- Born: 1935 Dwarka, Baroda State
- Died: 12 November 2014 (aged 78–79) Mumbai, India
- Occupation(s): Art director, production designer
- Spouse: Kusum ​(m. 1964)​
- Children: Sanjay Chhel, Alpana Buch
- Parents: Anandji (father); Jayakunvar (mother);

= Chhel Vayeda =

Indian art director and production designer

Chhel Anandji Vayeda (1935 – 12 November 2014) was a Gujarati art director and production designer from India.

==Early life==
Chhel was born in 1935 in Dwarka (now in Gujarat) to Anandji and Jayakunvar. He was the youngest of seven siblings. His family moved to Bhuj when he was ten years old. He completed matriculation and joined School of Arts, Bhuj affiliated with University of Bombay. He started his job as assistant draftsman in state bus transport at GSRTC. His elder brother who was practicing law in Mumbai introduced him to Dr. D. G. Vyas, who was an art critic and director of Sir J. J. School of Arts. He resigned from GSRTC and moved to Mumbai to study in Sir J. J. School of Arts in 1960.

==Career==
Gujarati stage director actor Honey Chhaya brought him in the field of art direction and production design in 1963 at Rangbhoomi Natya Academy. His first Gujarati play as an independent set designer, Parinita, produced by Rangbhoomi won him the first prize in state level play competition.

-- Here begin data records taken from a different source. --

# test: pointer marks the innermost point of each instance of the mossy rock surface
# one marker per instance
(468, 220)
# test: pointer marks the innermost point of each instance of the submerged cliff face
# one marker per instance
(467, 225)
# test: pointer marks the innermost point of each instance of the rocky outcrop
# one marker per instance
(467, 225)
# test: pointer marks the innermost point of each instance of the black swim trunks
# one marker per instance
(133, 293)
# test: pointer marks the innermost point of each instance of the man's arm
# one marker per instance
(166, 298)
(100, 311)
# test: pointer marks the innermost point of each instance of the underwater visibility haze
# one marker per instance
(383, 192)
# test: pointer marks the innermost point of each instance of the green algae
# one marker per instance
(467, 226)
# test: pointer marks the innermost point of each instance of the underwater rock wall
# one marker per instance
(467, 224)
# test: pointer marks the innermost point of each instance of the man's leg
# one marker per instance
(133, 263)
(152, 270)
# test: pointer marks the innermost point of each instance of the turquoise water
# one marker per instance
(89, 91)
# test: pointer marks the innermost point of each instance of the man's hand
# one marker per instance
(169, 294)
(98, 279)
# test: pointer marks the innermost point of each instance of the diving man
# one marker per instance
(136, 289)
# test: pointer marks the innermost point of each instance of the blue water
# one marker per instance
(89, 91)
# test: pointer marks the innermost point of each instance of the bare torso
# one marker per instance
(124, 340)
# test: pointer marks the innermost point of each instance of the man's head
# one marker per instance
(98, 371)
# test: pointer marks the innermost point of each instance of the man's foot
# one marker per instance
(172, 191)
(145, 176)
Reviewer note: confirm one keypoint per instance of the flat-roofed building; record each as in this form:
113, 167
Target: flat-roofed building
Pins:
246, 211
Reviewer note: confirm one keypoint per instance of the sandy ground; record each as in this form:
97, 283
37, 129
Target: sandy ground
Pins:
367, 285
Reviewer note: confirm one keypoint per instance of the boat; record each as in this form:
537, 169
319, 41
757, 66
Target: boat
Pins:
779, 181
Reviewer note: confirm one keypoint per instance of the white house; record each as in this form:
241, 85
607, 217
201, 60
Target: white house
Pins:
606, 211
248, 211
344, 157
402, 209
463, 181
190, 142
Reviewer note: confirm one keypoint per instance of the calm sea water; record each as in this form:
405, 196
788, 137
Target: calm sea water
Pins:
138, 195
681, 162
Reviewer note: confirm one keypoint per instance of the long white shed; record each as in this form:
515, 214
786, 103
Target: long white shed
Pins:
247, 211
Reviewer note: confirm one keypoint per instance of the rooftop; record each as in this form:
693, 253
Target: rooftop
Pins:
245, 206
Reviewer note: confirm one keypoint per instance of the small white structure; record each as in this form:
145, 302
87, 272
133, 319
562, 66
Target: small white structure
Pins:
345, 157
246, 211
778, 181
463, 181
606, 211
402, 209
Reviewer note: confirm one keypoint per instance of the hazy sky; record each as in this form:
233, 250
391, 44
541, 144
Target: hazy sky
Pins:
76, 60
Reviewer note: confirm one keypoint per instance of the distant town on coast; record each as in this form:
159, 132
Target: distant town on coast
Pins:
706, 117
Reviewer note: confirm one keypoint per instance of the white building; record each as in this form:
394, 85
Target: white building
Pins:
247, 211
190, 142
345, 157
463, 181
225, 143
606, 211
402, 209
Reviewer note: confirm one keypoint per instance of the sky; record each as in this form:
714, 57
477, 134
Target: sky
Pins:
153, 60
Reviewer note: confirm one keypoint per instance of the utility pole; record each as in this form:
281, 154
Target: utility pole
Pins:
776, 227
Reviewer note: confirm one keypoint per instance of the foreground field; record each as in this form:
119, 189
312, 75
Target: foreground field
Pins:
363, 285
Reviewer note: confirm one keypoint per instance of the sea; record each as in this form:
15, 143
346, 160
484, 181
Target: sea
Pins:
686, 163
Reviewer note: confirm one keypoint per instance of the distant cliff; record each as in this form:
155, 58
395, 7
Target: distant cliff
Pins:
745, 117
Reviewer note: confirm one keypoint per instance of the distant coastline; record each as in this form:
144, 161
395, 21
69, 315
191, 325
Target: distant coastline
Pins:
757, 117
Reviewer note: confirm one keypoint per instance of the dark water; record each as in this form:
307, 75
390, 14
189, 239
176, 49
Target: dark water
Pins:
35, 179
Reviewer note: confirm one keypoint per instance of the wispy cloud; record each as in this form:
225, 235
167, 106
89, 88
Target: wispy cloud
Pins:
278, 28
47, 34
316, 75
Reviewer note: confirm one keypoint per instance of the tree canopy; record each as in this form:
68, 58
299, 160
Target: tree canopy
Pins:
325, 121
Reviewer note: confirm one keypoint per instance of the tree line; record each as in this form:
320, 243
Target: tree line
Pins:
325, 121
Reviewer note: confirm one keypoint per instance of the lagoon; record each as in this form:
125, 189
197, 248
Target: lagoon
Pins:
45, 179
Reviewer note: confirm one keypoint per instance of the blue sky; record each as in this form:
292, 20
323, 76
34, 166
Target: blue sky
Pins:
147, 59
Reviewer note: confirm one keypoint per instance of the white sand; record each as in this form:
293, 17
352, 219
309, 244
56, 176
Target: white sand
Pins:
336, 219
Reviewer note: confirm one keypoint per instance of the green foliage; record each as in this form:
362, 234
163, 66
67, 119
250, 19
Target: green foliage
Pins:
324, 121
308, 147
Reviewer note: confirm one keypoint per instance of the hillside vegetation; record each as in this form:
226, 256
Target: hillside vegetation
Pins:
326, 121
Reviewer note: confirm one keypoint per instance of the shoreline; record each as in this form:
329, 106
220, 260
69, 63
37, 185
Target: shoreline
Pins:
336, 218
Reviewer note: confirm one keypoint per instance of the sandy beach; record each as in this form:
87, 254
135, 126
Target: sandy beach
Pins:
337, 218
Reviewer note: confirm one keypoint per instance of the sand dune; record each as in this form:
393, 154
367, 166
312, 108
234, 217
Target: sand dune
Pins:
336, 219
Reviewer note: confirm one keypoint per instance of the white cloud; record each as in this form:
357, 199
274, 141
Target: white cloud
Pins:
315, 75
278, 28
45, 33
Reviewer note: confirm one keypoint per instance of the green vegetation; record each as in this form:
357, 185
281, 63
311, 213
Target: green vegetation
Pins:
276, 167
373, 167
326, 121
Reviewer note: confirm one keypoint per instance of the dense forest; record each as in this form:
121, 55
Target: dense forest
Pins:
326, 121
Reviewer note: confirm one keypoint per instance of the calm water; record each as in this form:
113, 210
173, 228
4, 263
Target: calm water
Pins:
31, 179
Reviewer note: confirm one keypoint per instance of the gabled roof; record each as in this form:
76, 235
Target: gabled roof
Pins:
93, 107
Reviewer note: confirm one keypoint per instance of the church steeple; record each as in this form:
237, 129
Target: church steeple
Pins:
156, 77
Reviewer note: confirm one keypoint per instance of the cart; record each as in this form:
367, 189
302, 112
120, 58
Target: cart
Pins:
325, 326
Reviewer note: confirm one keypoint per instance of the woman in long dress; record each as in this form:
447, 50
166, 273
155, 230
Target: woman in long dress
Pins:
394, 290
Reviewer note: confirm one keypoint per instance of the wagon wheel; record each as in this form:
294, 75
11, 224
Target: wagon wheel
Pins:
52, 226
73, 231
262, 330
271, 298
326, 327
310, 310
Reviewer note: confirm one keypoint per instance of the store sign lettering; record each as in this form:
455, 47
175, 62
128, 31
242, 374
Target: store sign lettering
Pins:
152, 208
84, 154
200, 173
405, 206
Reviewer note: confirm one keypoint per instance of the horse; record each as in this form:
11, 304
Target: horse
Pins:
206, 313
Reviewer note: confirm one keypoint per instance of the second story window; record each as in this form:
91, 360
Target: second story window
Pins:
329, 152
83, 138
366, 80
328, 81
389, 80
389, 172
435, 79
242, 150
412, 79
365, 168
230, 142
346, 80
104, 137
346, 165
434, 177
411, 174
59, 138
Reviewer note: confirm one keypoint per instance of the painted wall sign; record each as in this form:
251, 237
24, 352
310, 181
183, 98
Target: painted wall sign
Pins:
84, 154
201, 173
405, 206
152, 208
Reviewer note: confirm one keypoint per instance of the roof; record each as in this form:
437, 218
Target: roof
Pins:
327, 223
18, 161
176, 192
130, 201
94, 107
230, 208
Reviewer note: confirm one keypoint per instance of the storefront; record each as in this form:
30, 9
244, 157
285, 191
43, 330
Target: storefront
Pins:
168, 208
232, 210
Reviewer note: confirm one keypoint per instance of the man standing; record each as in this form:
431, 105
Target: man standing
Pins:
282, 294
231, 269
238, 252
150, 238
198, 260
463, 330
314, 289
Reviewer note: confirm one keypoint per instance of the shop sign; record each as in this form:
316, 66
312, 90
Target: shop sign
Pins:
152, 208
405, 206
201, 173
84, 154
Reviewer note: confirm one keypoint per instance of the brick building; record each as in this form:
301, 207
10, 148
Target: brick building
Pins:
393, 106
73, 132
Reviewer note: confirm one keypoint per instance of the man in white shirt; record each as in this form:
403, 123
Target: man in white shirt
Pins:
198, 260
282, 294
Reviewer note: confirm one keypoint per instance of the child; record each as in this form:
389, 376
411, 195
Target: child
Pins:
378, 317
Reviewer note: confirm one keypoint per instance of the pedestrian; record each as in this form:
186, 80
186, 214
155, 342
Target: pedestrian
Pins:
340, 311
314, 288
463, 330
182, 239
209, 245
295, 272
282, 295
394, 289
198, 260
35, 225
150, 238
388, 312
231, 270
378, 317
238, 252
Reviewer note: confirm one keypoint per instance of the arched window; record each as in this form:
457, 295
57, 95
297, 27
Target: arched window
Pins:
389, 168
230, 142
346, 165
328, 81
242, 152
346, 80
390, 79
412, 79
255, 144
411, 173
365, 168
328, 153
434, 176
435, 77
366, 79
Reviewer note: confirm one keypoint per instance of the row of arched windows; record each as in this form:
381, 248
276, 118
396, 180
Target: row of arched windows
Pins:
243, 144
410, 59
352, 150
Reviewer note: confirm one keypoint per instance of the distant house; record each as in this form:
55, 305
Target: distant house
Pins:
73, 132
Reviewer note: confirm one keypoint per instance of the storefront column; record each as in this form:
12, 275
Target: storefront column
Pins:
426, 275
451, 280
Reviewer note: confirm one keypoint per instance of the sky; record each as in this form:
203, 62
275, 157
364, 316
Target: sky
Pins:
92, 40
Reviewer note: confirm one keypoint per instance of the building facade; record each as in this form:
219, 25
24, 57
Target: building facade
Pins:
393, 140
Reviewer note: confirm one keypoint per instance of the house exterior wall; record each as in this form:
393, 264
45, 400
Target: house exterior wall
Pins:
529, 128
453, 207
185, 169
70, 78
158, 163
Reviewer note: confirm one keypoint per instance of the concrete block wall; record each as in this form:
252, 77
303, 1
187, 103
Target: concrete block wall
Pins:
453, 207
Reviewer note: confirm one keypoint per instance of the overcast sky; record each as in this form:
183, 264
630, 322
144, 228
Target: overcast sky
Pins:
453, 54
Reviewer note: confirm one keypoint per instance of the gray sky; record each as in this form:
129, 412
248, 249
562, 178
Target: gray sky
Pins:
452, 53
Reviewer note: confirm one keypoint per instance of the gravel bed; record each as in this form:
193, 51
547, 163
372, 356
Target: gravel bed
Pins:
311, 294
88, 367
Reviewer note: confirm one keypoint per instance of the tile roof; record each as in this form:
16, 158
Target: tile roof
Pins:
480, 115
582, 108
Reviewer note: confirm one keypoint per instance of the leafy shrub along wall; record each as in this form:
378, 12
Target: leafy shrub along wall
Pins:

He joined Paresh Daru in 1966, and the duo was called Chhel-Paresh thereafter. Together, they designed sets of more than 700 plays in five languages including Gujarati, Marathi, Hindi, English, Sanskrit, and Oriya. They also designed for 55 films and multiple TV serials in varying languages. These films include Train to Pakistan (1998), Ankahee (1985), Tere Shahar Mein, Khubsoorat and Lorie (1984). He was an art director of some Gujarati films, including Kanku (1969), Upar Gagan Vishal, Dada Ho Dikri, Lakho Phulani (1976).

He died on 12 November 2014 at Mumbai.

==Personal life==
He married Kusum in 1964. His son, Sanjay Chhel, is also a writer and director. His daughter Alpana Buch is a TV actress who is married to actor-director Mehul Buch.